Get rid of that human prudence which makes you so very cautious, so — sorry to be so blunt! — cowardly.

—Let us not be narrow-minded. Let us not be infantile men or women, who are nearsighted and lack a supernatural breadth of vision…! Could we be working for ourselves? Of course not!

Well then, let us say quite fearlessly: Dearest Jesus, we are working for you, and… are you going to deny us the material means we need? You know full well how worthless we are; still, I would not treat a servant working for me in that way…

Therefore, we hope and are sure you will give us all we need to be able to serve you.

The solution is to love. Saint John the Apostle wrote some words which really move me: qui autem timet, non est perfectus in caritate. I like to translate them as follows, almost word for word — the fearful man doesn’t know how to love.

—You, therefore, who do love and know how to show it, you mustn’t be afraid of anything. So, on you go!

Jesus has died. He is a corpse. Those holy women had no expectations. They had seen how he had been abused, and how he had been crucified. How vivid in their minds was the violence of the Passion he had undergone!

They knew, too, that the soldiers were keeping watch over the place. They knew that the tomb was sealed shut: “Who will roll away the stone for us from the door?” they asked themselves, for it was a massive slab. But all the same…, in spite of everything, they went to be with him.

Look: difficulties, large and small, can be seen at once… But if there is love, one pays no heed to those obstacles: one goes ahead with daring, with conviction, with courage. Don’t you have to confess your shame when you contemplate the drive, the daring and the courage of these women?

Encourage your noble human qualities. They can be the beginning of the building of your sanctification. At the same time, remember what I have already told you before, that when serving God, you have to burn everything, even “what people will say”, and even what they call reputation, if necessary.

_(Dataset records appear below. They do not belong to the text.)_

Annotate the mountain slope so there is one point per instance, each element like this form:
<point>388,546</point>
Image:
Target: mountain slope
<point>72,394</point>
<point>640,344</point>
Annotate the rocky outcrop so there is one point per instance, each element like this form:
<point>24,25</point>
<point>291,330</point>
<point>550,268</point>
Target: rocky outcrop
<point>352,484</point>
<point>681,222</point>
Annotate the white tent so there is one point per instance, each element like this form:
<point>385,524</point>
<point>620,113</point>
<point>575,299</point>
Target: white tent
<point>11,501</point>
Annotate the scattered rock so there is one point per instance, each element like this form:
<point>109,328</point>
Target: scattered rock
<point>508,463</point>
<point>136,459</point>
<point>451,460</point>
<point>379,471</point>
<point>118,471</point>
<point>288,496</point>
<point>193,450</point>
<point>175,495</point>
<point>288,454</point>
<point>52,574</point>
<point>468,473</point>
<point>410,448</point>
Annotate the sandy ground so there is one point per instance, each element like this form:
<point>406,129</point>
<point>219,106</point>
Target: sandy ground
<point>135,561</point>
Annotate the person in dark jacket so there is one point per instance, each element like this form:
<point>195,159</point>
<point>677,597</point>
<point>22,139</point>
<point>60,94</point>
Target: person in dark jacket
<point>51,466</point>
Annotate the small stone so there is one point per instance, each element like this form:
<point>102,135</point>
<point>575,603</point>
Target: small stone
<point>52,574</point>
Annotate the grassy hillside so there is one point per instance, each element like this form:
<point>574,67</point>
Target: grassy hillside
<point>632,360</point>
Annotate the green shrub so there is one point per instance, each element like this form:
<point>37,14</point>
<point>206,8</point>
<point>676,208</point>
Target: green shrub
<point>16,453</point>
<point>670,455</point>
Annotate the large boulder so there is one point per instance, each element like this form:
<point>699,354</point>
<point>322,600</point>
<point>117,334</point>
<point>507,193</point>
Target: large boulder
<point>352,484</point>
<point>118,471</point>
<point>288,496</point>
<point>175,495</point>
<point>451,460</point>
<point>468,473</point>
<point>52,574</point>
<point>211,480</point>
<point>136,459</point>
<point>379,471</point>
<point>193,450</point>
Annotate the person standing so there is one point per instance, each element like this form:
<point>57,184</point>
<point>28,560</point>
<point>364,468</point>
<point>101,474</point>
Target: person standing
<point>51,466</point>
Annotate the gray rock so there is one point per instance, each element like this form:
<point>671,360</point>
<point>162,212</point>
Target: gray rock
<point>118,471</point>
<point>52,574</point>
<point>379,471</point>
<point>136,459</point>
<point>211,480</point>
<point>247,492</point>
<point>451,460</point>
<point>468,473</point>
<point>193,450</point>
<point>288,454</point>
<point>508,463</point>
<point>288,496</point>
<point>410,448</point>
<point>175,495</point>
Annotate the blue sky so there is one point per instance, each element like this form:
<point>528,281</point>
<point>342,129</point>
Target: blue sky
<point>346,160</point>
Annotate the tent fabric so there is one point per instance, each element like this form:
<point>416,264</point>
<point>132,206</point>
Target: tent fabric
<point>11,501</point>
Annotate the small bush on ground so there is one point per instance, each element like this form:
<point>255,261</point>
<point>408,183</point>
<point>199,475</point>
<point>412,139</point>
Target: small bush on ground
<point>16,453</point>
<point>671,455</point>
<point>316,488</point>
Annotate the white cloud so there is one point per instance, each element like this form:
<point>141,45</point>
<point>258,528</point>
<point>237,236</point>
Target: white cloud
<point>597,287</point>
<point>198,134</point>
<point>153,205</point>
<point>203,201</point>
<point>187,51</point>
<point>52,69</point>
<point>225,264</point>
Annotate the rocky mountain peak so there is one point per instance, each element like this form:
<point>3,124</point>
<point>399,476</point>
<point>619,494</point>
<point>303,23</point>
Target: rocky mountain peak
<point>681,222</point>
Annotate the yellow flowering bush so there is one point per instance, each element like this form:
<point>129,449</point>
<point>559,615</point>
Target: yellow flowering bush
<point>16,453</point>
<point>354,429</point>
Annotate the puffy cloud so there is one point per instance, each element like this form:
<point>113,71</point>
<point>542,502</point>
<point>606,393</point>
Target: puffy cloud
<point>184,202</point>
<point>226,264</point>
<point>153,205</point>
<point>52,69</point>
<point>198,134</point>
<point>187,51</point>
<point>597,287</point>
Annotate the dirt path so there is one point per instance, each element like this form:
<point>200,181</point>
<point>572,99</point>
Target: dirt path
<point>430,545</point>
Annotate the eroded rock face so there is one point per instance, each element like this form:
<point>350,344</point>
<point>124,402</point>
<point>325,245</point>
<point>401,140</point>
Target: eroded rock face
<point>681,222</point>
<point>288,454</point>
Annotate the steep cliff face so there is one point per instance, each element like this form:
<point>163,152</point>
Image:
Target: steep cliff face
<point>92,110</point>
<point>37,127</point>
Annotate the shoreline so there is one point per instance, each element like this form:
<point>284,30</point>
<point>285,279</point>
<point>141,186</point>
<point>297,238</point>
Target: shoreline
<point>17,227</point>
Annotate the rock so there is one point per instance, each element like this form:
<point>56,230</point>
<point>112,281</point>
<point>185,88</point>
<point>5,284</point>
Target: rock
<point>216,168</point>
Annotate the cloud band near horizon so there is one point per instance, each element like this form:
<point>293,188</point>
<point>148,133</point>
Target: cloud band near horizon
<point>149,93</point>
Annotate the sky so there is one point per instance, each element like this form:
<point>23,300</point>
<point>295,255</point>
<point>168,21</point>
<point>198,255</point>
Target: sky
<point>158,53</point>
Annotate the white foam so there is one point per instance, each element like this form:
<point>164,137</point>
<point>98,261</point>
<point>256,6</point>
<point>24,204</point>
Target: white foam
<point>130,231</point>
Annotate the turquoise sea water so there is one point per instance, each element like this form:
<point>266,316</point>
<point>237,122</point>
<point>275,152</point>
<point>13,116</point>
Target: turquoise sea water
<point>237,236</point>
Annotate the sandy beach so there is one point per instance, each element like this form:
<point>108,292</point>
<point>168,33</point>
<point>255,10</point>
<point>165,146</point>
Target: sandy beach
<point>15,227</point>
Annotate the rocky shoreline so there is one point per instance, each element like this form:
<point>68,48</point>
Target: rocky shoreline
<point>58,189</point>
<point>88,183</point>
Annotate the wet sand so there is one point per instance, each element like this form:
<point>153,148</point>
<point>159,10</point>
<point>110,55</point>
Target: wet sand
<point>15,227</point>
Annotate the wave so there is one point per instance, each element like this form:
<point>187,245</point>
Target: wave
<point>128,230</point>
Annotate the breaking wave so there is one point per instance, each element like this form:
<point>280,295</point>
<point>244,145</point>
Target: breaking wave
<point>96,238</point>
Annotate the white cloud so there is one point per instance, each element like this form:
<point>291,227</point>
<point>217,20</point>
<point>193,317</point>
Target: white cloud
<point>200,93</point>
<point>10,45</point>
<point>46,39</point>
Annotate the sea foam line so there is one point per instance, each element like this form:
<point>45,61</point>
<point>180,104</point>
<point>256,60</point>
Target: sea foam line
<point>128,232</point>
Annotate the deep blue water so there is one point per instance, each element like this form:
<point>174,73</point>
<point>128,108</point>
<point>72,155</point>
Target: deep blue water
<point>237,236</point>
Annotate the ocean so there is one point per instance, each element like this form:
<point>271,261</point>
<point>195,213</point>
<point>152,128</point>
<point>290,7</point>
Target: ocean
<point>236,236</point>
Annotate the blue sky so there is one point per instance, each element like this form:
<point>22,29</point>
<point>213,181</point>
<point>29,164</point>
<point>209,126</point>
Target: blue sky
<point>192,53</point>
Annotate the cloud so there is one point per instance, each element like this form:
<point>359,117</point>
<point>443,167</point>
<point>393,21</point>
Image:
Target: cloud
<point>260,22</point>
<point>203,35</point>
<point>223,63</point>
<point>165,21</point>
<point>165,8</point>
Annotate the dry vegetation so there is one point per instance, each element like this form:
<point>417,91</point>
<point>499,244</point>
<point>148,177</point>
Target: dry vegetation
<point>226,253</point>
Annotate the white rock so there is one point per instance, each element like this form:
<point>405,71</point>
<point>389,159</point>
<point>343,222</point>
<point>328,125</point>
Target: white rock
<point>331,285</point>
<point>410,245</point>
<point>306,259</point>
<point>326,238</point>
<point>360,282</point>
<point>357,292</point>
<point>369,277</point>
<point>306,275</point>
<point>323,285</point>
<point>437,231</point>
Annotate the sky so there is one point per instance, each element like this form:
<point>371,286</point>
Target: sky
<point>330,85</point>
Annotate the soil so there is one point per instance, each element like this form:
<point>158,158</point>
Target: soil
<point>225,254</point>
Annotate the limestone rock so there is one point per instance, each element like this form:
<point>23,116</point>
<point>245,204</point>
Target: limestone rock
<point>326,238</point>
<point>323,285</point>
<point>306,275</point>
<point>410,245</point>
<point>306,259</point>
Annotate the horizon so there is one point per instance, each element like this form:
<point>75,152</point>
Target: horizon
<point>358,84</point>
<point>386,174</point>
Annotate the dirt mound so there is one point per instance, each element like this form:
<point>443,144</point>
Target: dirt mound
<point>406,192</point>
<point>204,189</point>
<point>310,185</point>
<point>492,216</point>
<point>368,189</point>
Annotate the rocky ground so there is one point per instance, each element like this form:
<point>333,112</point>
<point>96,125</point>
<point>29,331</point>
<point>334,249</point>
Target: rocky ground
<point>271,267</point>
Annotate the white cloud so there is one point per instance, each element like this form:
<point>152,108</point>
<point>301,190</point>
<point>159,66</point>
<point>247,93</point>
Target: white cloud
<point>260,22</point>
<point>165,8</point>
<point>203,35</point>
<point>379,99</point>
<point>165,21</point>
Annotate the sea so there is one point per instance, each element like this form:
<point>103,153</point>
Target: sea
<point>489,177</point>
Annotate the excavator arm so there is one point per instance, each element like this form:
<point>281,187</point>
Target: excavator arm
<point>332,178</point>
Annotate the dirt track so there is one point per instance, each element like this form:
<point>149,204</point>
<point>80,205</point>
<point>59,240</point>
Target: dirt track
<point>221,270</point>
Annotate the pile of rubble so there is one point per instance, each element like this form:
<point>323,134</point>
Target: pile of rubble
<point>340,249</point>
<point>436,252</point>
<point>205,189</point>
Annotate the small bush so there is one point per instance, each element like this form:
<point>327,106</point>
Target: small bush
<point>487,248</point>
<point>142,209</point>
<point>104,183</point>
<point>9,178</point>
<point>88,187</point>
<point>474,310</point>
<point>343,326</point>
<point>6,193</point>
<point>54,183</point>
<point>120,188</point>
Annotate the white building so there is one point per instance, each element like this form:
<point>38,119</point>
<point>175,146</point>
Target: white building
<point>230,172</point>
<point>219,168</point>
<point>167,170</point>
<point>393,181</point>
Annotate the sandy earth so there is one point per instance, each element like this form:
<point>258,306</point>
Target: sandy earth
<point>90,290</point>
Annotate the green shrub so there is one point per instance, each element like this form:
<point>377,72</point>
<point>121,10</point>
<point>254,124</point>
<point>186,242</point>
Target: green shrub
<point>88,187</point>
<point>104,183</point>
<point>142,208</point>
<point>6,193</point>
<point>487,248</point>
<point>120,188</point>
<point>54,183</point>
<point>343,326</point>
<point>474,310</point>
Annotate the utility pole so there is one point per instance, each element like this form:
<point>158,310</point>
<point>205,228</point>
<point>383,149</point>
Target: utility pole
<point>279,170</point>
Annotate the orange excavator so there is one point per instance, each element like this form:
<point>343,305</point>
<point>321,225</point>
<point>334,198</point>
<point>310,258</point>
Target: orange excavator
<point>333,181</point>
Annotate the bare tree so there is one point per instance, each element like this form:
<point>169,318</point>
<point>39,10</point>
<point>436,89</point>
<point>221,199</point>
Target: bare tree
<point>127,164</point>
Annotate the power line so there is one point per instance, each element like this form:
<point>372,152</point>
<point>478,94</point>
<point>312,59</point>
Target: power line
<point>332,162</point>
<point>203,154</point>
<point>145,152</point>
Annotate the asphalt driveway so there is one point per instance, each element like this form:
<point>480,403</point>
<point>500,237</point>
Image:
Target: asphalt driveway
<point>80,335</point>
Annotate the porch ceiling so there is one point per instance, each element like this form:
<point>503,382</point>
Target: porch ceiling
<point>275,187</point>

With a sense of profound humility — strong in the name of our God, and, as the Psalmist says, not “in the numbers of our chariots and of our horses” — we have to make sure, without regard for human considerations, that there are no corners of society where Christ is not known.

Defend the truth with charity and firmness when the things of God are at stake. Practise holy shamelessness in denouncing errors, even though at times they are no more than insinuations; at other times they will be odious utterances of the most blatant ignorance, and, normally, a sign of man’s frustration at not being able to endure the fruitfulness of the word of God.